The discussion of the nature of the Bible is clearly a massive undertaking and one that has birthed countless books and writings and teachings and which I am not even going to attempt to get into too deep here, but needless to say those discussions themselves are highly emotive, showing that emotions can not be simply ignored when it comes to faith.
 
A slight change in how you read the Bible can turn it from being a set of writings that can be used to give us a clear set of instructions of what to believe and how to behave, to a collection of writings by Humans trying their darndest to understand God, the world and their place in the Cosmos. In all their messy, emotional selves.
 
We identify ourselves in the Bible because it like us, is also messy.
 
For this reason for far too long, huge questions have only resulted in small answers.
 
But a small change in how you see the Bible can lead to a huge life changing experience with it.
 
But above the Bible, above what we have been taught, how does Jesus treat emotions?
 
It should be clear to anyone reading the Bible that Jesus seemed pretty comfortable when dealing with his emotions. He would get angry and sad. He would spend time rejoicing and time mourning with friends.
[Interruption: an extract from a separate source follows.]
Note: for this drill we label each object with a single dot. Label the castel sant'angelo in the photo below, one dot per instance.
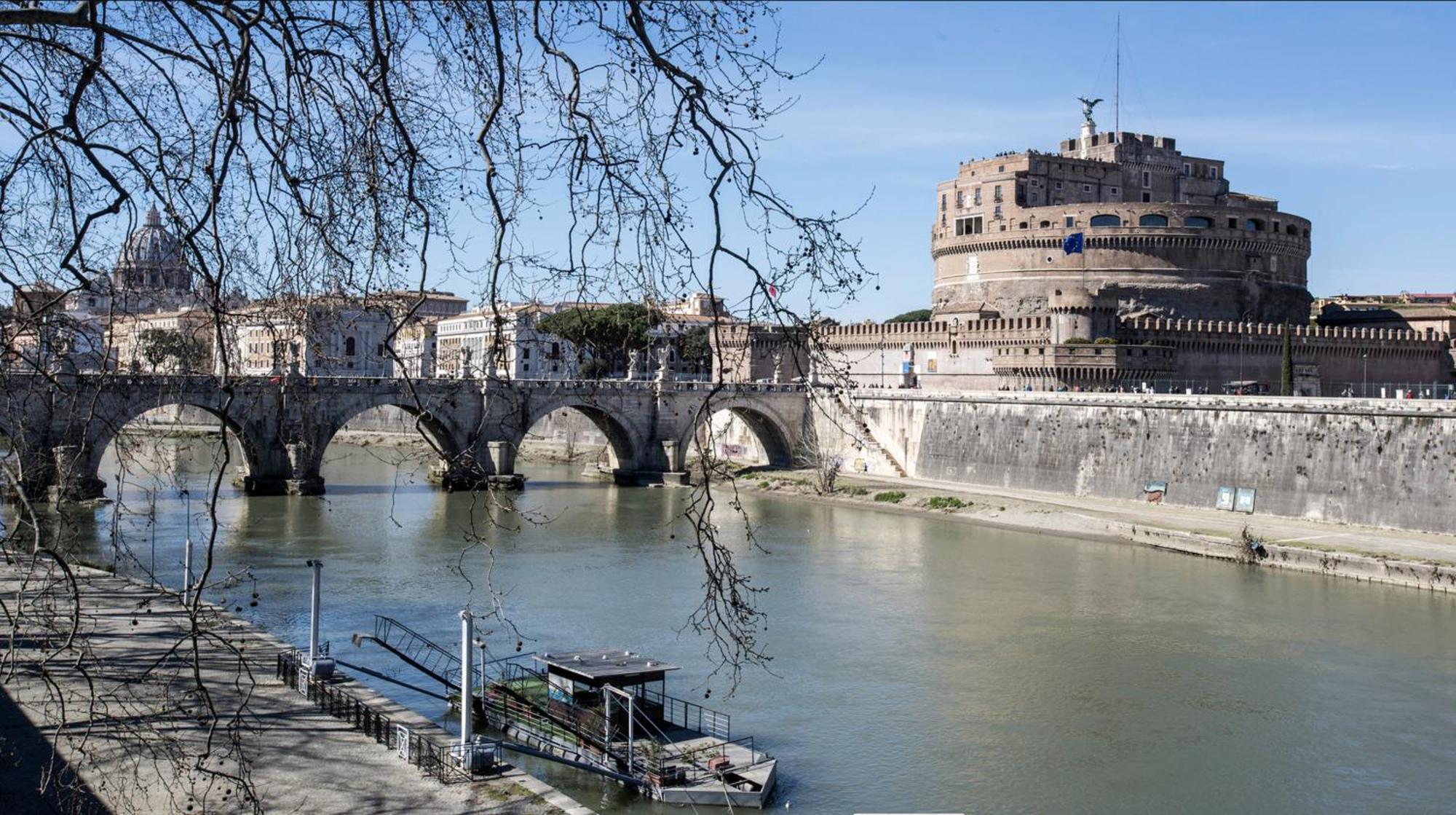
(1116, 262)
He could be afraid and he could be incredibly brave.
 
Jesus was in one moment one thing and in another, something else. We don’t like to think this about Him though because oftenwe’re uncomfortable with this in our own lives. But when we truly realise Jesus’ humanness, rather than threatening something of His power and beauty, it actually allows us to fully engage with our own humanness.
 
Then maybe we can truly heal and find redemption.
 
It’s hard to see the humanness of Jesus sometimes when all that you’ve been taught has been to think analytically about faith and the Bible. Our emotions somewhat inconveniently, tend to not follow a logical thought pattern sometimes, which leads to feeling uncomfortable which in turn allows us to remain cautious over them.
 
But when we proclaim a message of healing and resurrection but don’t allow each other to sometimes go into our deep pain and in turn preventing healing; in essence the message that we portray about Jesus is false. Perhaps this is one of the biggest problems that Atheists have with religion. Not so much that it’s a fairy tale but that we don’t often truly represent the redemption we say is ours.
 
If I was never brought up in the church, I’m not entirely sure I would believe in this god either.
 
This is also why so many Christians are addicted to porn. It’s why the church is not exempt from #MeToo. It’s why we talk a lot about radical healing but in the next breath talk about being works in progress. It’s not about achieving complete holiness or sinlessness but admitting that maybe we don’t have all the answers like we believe we do.
 
That can be excruciatingly painful.
 
For me in my own life, this dilemma has mostly been present when my emotions have been suppressed. When I’ve felt like I can’t trust my emotions. When we can’t trust our emotions  as a valid part of being human, we can’t trust ourselves. The answer is not that all emotions are good to hold onto, but that all emotions are necessary for healing and fullness of life.
 
We need to acknowledge where we’re in pain and only then can we discover where we can genuinely rejoice.
 
As I read the stories of Jesus, I see someone who was fully human and didn’t shy away from the role emotions play in our humanness. It can truly transform how we view God, when we being to move away from the Divine as someone who is only concerned with rules and facts and as someone who truly became human and never once tried to diminish that.
 
Jesus recognised that power of emotions and this is where Grace can truly come in to play. When I am in one place of peace and healing and someone else close to me is in deep anguish, I do them a great disservice and harm to remind them of “biblical truth” and not allow them to fully sit in whatever it is they need to sit in.
 
In those times perhaps then, the greatest truth from the Bible we can remind anyone of is that “Jesus wept”.